2400kW風車「MWT92/2.4・MWT95/2.4」 (三菱重工業)

 出力2.4MW(Mは100万)風力発電設備で、羽根の回転直径92m(羽根の長さ45m)の国内向け「MWT92/2.4」と、同95m(同46m)の輸出向け「同95/2.4」の2タイプがある。陸用の風力発電設備としては業界最大規模だ。

 同社は80年に40kW風力発電設備を開発以来、日本の狭い国土を考慮に入れ、一つの風力発電設備で電力を増やすことを基本に大型機の開発を進めてきた。現行機は1MW機と2.4MW機をラインアップ。2.4MW機は、低風速域での高効率発電を実現し、空力荷重を低減した独立ピッチ制御を採用している。

 同92/2.4は毎秒70mの強風にも耐えられる設計。
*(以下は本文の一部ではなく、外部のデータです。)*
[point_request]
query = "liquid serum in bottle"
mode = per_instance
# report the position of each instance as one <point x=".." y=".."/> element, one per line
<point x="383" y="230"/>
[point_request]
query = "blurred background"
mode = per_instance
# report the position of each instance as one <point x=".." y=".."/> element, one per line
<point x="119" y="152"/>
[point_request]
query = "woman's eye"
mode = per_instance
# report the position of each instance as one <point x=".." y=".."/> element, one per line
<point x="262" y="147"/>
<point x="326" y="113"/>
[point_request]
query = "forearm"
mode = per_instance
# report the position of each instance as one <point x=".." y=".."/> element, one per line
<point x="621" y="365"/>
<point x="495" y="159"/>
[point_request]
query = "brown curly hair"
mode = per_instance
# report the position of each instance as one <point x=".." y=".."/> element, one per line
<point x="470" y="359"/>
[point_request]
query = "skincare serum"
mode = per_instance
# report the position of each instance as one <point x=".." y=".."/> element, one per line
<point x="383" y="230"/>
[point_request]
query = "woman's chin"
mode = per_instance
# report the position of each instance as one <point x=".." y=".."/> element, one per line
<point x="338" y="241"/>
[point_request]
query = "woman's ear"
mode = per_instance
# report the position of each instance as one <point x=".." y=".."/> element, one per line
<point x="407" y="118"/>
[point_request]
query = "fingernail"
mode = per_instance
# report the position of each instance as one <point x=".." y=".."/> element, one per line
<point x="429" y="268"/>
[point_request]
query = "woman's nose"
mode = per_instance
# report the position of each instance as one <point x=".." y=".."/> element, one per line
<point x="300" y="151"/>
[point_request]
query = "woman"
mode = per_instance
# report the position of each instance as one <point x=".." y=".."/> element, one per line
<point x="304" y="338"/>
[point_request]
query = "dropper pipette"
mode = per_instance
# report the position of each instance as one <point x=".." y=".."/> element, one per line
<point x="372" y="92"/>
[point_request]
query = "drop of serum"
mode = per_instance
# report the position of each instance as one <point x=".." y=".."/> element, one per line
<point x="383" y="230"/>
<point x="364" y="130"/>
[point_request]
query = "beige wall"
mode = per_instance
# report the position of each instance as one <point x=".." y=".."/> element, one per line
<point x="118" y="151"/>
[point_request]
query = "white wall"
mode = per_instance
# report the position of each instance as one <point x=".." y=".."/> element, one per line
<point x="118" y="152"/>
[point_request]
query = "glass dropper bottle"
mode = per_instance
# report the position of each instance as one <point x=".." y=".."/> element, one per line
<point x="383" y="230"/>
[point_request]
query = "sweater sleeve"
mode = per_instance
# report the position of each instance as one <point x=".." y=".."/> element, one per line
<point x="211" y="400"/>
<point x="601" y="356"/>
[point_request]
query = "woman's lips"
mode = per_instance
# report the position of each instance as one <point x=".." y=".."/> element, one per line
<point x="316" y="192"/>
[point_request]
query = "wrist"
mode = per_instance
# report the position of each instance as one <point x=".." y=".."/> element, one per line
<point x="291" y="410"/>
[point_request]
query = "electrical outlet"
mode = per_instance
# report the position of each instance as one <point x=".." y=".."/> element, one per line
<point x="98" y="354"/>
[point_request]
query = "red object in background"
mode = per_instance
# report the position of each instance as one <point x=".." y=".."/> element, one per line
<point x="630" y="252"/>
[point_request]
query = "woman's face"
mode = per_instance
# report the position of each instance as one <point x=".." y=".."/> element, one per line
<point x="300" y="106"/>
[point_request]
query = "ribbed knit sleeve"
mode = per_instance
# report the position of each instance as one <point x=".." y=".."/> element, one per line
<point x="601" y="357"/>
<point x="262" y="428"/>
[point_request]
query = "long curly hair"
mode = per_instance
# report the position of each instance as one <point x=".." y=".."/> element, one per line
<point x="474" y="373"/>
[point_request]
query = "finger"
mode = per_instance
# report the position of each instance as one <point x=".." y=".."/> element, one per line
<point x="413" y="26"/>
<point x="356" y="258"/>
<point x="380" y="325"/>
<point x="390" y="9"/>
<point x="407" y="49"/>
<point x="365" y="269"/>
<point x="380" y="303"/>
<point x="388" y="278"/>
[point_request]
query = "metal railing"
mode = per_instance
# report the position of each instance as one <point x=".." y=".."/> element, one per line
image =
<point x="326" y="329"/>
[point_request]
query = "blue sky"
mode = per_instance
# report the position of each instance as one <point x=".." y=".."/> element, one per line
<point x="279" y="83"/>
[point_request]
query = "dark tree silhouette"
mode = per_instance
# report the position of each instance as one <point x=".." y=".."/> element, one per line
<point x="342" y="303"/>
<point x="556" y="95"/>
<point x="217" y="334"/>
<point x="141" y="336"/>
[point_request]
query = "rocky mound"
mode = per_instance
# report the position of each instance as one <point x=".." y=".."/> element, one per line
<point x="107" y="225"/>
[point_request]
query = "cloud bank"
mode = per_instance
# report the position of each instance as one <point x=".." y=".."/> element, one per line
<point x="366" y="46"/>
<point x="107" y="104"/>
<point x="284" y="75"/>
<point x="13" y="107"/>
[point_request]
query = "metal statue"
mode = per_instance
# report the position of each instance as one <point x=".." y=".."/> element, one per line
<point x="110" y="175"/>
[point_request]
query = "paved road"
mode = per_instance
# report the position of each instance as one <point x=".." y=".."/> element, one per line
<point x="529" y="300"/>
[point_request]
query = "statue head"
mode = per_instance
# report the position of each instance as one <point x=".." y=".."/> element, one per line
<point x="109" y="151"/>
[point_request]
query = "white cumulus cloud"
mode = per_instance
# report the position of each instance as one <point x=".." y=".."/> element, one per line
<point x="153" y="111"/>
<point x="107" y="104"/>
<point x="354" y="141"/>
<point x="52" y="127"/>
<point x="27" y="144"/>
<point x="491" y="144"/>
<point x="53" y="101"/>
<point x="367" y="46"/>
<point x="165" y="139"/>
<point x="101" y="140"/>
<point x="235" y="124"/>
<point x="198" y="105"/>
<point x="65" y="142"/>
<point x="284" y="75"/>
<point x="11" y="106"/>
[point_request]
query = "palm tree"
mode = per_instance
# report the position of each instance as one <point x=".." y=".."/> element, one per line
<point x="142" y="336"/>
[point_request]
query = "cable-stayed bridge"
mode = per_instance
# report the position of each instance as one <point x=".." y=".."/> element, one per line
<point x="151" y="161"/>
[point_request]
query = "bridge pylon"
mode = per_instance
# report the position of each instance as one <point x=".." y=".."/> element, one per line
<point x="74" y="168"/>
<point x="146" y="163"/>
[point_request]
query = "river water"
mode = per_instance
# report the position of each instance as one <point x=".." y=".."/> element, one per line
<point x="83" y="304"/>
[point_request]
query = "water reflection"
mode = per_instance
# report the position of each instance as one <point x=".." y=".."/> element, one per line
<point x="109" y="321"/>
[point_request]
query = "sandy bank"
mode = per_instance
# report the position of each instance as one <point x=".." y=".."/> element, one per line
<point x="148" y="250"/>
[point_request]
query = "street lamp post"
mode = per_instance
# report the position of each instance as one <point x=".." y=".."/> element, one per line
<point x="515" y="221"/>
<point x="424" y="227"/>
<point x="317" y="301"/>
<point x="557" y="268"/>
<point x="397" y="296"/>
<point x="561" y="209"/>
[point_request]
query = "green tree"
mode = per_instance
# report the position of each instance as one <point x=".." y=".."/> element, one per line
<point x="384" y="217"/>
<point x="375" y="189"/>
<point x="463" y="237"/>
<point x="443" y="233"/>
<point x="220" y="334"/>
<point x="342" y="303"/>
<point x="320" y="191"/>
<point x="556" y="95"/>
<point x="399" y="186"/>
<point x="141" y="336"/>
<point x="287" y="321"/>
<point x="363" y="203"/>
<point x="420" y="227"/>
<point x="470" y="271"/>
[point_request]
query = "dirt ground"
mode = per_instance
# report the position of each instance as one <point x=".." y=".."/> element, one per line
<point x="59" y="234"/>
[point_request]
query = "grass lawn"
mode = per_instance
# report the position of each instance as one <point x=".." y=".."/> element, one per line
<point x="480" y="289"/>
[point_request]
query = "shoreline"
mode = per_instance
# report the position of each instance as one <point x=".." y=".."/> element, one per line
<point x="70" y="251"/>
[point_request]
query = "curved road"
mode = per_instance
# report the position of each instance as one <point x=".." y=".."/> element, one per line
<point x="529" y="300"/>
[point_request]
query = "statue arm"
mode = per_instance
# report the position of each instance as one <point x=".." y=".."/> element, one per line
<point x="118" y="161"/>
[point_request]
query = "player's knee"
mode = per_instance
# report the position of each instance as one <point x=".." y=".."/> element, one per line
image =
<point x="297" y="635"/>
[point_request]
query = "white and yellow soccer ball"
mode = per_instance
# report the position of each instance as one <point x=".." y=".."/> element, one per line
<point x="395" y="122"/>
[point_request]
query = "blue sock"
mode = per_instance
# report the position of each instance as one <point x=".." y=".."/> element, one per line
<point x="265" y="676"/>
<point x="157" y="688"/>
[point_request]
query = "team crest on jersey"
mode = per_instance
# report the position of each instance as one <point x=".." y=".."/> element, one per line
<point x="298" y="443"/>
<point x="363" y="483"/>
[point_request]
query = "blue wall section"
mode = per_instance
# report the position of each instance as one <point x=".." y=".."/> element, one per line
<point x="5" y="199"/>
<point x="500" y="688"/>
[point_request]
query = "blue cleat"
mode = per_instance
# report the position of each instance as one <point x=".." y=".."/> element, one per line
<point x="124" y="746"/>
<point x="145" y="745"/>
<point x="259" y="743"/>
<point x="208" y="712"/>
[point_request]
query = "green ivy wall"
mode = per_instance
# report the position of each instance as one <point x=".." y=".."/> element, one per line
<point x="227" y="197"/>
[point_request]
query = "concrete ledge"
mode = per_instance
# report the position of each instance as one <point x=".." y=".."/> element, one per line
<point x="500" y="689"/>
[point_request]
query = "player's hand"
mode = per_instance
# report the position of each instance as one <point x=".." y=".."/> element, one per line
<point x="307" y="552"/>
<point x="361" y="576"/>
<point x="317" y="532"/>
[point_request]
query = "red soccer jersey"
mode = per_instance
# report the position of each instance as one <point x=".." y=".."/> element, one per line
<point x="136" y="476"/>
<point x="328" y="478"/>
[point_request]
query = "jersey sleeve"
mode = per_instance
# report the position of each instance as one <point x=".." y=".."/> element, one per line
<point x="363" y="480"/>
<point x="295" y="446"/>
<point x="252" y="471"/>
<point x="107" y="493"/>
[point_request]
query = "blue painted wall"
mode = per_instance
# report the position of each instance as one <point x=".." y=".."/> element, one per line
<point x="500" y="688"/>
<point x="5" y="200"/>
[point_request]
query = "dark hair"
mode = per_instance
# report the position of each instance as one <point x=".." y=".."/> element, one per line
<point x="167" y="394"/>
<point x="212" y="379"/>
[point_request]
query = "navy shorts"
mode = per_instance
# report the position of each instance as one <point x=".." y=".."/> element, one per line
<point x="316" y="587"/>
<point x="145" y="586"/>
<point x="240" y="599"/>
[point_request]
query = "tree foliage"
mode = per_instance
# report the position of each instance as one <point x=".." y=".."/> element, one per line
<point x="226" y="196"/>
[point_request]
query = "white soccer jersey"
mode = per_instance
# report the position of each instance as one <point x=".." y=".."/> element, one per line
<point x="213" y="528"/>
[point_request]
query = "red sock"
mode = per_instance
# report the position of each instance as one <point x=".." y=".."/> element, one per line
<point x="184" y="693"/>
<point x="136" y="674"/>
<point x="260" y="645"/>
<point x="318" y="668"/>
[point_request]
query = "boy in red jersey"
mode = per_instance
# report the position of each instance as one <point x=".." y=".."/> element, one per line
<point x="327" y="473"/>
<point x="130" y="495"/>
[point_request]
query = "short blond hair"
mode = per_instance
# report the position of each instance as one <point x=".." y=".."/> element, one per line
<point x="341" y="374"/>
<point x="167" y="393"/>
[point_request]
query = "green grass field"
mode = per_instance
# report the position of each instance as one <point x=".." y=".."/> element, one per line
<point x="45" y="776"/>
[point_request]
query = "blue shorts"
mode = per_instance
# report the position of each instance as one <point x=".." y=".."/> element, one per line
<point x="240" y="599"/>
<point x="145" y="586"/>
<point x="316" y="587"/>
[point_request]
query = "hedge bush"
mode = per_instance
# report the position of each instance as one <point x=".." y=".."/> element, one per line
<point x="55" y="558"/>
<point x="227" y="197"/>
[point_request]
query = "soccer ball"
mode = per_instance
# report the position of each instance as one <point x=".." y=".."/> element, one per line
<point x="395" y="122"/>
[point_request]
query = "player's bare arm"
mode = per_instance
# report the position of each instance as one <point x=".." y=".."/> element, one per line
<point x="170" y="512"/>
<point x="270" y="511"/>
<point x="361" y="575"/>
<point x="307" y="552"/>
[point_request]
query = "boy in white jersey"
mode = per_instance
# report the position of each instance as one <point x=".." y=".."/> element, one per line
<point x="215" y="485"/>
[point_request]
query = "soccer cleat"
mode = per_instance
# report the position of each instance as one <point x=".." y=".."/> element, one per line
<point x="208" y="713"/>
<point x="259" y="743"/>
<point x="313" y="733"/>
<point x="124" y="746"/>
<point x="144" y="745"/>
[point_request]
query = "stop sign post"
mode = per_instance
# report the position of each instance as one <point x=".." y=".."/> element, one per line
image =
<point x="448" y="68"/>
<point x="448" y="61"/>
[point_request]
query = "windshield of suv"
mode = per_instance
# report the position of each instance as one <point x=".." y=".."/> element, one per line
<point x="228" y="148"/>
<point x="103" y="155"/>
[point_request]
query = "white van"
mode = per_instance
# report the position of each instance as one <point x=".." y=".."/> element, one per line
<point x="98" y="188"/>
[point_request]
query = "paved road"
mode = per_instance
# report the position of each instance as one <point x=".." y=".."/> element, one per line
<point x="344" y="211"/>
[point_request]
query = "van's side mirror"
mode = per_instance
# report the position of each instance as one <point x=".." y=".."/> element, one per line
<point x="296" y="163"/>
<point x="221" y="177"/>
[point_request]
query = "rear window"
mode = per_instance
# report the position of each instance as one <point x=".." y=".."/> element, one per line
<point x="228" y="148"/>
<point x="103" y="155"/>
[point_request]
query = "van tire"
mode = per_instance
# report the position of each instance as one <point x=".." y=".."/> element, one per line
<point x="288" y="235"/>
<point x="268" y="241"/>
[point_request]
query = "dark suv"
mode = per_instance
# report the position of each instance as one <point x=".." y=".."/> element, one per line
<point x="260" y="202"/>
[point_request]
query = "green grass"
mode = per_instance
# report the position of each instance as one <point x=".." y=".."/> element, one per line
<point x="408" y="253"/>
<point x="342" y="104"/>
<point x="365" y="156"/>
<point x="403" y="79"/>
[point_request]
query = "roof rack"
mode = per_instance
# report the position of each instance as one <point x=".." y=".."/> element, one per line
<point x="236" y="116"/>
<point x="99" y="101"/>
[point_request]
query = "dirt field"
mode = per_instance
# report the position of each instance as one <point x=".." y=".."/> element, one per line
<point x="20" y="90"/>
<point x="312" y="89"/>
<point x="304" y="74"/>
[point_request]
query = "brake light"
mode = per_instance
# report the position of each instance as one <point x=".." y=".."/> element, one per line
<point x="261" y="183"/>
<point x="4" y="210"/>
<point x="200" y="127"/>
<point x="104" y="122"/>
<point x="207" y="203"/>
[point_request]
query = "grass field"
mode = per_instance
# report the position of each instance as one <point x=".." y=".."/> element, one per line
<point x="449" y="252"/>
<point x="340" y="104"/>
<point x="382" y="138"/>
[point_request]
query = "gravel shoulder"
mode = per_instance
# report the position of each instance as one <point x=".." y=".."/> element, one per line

同95/2.4は羽根を長くし、発電性能を向上、1基使用した場合、平均風速毎秒8mで年約900万kW時を発電する。これは1800世帯分の電力に相当し、二酸化炭素(CO2)削減量6300トン分に匹敵する。2.4MW機は計680基(163万kW)を販売しており、今後、大幅な受注増を見込んでいる。